Hannity: If Chester A. Arthur Had To Produce A Birth Certificate, Why Not Obama?
It’s been nearly three years since President Obama took office, and yet doubt apparently remains over his eligibility to be president. On his radio show, Sean Hannity stood up for the “crucified and beat up and smeared and besmirched” birther groups with guests Joseph Farah of WorldNetDaily and Hamas attorney Stanley Cohen suggesting that, if Chester A. Arthur had to prove he wasn’t Canadian, why shouldn’t Obama have to do the same?
Farah, a leader in the birther movement since its inception, began his discussion by noting that, “as an investigative reporter,” he had a sense that something was amiss as the President refused to show his birth certificate (in fact, President Obama published a short-form birth certificate on his site several years ago). Calling it an “issue that touches on national security,” he also highlights rumors that Sen. John McCain was born in Panama, quashed by the production of that document. He also thanked Donald Trump for his recent comments suggesting the President should lay the issue to rest. Hannity, not typically one to be passionate about the birth certificate issue, took to Farah’s side, noting that, while it’s “not been my number one issue,” he didn’t understand why birthers “are crucified and beat up and smeared and besmirched the way they are.”

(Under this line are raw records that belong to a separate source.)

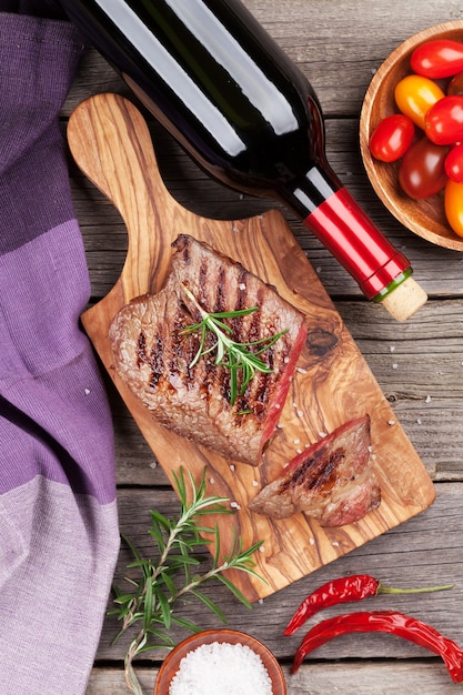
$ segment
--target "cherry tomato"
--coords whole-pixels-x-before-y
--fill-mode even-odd
[[[414,200],[430,198],[441,191],[446,181],[445,157],[449,148],[421,138],[405,152],[399,169],[402,190]]]
[[[370,151],[382,162],[395,162],[403,157],[413,142],[415,127],[403,113],[386,115],[370,138]]]
[[[449,179],[463,183],[463,144],[456,144],[445,158],[445,173]]]
[[[455,234],[463,236],[463,183],[449,181],[445,184],[445,215]]]
[[[424,121],[427,138],[436,144],[463,140],[463,95],[444,97],[431,107]]]
[[[463,71],[455,74],[449,82],[447,94],[463,94]]]
[[[444,97],[436,82],[420,74],[407,74],[402,78],[394,90],[399,110],[423,130],[427,111]]]
[[[412,53],[413,72],[439,80],[463,70],[463,43],[451,39],[435,39],[419,46]]]

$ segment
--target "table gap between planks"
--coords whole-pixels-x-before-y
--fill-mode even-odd
[[[245,0],[245,4],[311,80],[325,114],[329,161],[385,235],[404,250],[416,280],[429,293],[427,304],[406,324],[397,325],[381,308],[368,303],[345,271],[282,210],[433,479],[436,501],[419,516],[255,604],[252,611],[236,604],[222,586],[214,584],[208,591],[228,615],[230,627],[255,635],[276,654],[288,676],[289,695],[392,695],[415,692],[417,683],[424,695],[451,695],[459,686],[452,684],[437,657],[386,635],[339,638],[320,648],[292,676],[290,664],[300,635],[283,639],[281,633],[310,591],[335,576],[362,572],[397,586],[453,582],[450,592],[381,596],[353,610],[397,608],[463,644],[463,256],[415,238],[387,213],[365,177],[358,142],[362,99],[381,62],[409,36],[463,19],[463,9],[456,0],[410,0],[406,6],[401,0]],[[80,101],[105,91],[138,103],[115,72],[90,50],[62,109],[63,131]],[[213,182],[158,123],[151,119],[149,125],[163,179],[184,207],[217,219],[241,219],[275,207]],[[91,302],[95,303],[119,278],[127,234],[118,212],[78,171],[71,155],[69,165]],[[109,380],[108,392],[115,431],[121,530],[149,555],[149,511],[155,506],[174,514],[177,496]],[[121,550],[119,581],[128,561]],[[201,606],[188,610],[204,627],[217,626]],[[338,612],[326,611],[325,616]],[[108,617],[87,695],[128,692],[122,668],[128,643],[121,639],[111,645],[117,631],[115,621]],[[179,632],[173,636],[178,641],[185,635]],[[152,693],[163,656],[153,652],[140,663],[145,693]]]

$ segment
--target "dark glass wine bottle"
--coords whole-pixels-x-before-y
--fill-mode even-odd
[[[399,320],[422,305],[409,261],[326,162],[311,84],[239,0],[61,4],[211,175],[295,211],[365,296]]]

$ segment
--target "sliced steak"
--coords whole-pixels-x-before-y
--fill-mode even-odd
[[[111,323],[114,367],[162,425],[227,459],[256,465],[274,433],[305,343],[303,314],[241,264],[191,236],[180,235],[172,246],[164,288],[134,299]],[[286,331],[260,355],[272,371],[256,372],[233,405],[230,370],[214,364],[213,351],[191,367],[200,338],[182,330],[201,316],[182,285],[208,313],[260,308],[224,320],[239,343]],[[208,332],[205,346],[213,342]],[[240,389],[240,372],[238,377]]]
[[[274,518],[305,512],[322,526],[359,521],[381,503],[370,450],[370,417],[365,415],[295,456],[248,506]]]

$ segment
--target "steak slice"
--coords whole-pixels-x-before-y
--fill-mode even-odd
[[[305,512],[322,526],[359,521],[381,503],[370,450],[370,416],[365,415],[298,454],[248,507],[274,518]]]
[[[273,286],[207,244],[182,234],[172,246],[163,289],[134,299],[111,323],[114,369],[160,424],[227,459],[258,465],[305,343],[304,316]],[[213,350],[191,366],[200,336],[182,330],[201,316],[184,288],[208,313],[259,306],[245,316],[224,319],[239,343],[286,331],[260,355],[271,372],[256,372],[233,405],[230,370],[214,364]],[[208,332],[205,349],[214,341]],[[239,372],[239,391],[240,385]]]

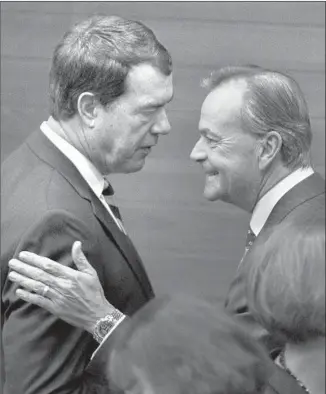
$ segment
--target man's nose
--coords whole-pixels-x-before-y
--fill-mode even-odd
[[[152,127],[153,134],[168,134],[171,130],[171,125],[166,114],[165,109],[162,109]]]
[[[207,153],[206,150],[203,146],[203,141],[202,138],[200,138],[197,142],[196,145],[193,147],[191,153],[190,153],[190,159],[201,162],[204,161],[207,158]]]

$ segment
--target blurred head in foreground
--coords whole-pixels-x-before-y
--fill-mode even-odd
[[[116,334],[108,375],[128,394],[259,394],[269,377],[249,333],[196,298],[156,298]]]
[[[325,221],[279,225],[257,239],[248,267],[249,308],[282,340],[325,337]]]

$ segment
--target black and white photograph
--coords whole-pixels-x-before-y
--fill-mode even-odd
[[[325,2],[0,11],[0,393],[325,394]]]

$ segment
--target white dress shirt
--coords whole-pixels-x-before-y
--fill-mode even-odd
[[[108,210],[110,215],[112,216],[114,222],[119,227],[119,229],[125,233],[124,228],[121,228],[121,225],[117,218],[114,216],[111,211],[109,205],[105,201],[105,198],[102,194],[103,188],[107,185],[107,181],[104,179],[102,174],[98,171],[98,169],[91,163],[83,154],[81,154],[75,147],[73,147],[69,142],[60,137],[57,133],[55,133],[47,122],[43,122],[40,126],[41,131],[45,136],[55,145],[77,168],[80,172],[81,176],[85,179],[89,187],[93,190],[95,195],[101,201],[101,203]],[[118,320],[115,326],[107,333],[105,338],[103,339],[101,345],[105,342],[105,340],[109,337],[109,335],[118,327],[118,325],[124,320],[125,316],[123,316],[120,320]],[[101,345],[95,350],[91,359],[95,356],[96,352],[99,350]]]
[[[125,232],[119,220],[114,216],[110,206],[105,201],[102,194],[106,180],[98,169],[91,163],[82,153],[80,153],[74,146],[69,144],[65,139],[55,133],[47,122],[43,122],[40,126],[41,131],[46,137],[55,145],[77,168],[81,176],[85,179],[89,187],[93,190],[97,198],[105,206],[109,214],[112,216],[115,224],[122,232]]]
[[[277,202],[295,185],[312,175],[314,170],[311,167],[299,168],[290,175],[282,179],[271,190],[269,190],[256,204],[251,220],[250,228],[257,236],[264,227],[268,216],[272,212]]]

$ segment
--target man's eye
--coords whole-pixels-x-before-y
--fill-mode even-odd
[[[209,138],[209,137],[205,137],[206,141],[208,142],[209,145],[217,145],[218,141],[217,140],[213,140],[213,138]]]

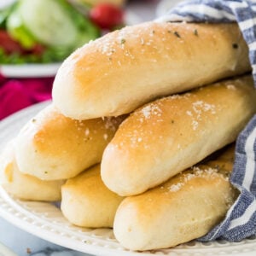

After all, Hannity argues, this is not the first president to face this sort of scrutiny. The original birther movement was led by the Orly Taitz of the late 19th century, attorney Arthur Hinman, against President Chester A. Arthur, who was initially rumored to have been born in Ireland before later being declared an undercover Canadian. Like the current birther movement, neither theory really panned out, but the internet is still laden with comical Arthur-birther websites declaring there is undeniable proof that Arthur was a Canadian infiltrate.
Attorney Cohen was slightly less gung-ho about the birther movement, noting that he doesn’t even know where his birth certificate is, though he believes he was born in New York. “I’m not a fan of Barack Obama,” he noted, but argued that, if there was a case there, “bring an action against him in court. All you have to do,” he explained, “is make a prima facie showing, then the burden shifts, and then the question isn’t whether Obama wants to show it or not.” This, of course, ignores that the reasons so many birther suits are thrown out of court is that no one in the movement has been able to produce prima facie evidence that the President may not have been born in America.
The continued presence of the birther movement is not particularly surprising in the margins of the right– exemplified by someone like Farah, who has gotten into verbal tiffs with people like Andrew Breitbart before over this very issue. But a prominent conservative like Hannity bringing the birther movement back– and bringing back the Arthur birtherism of the 1800s– is a bit more of a shock.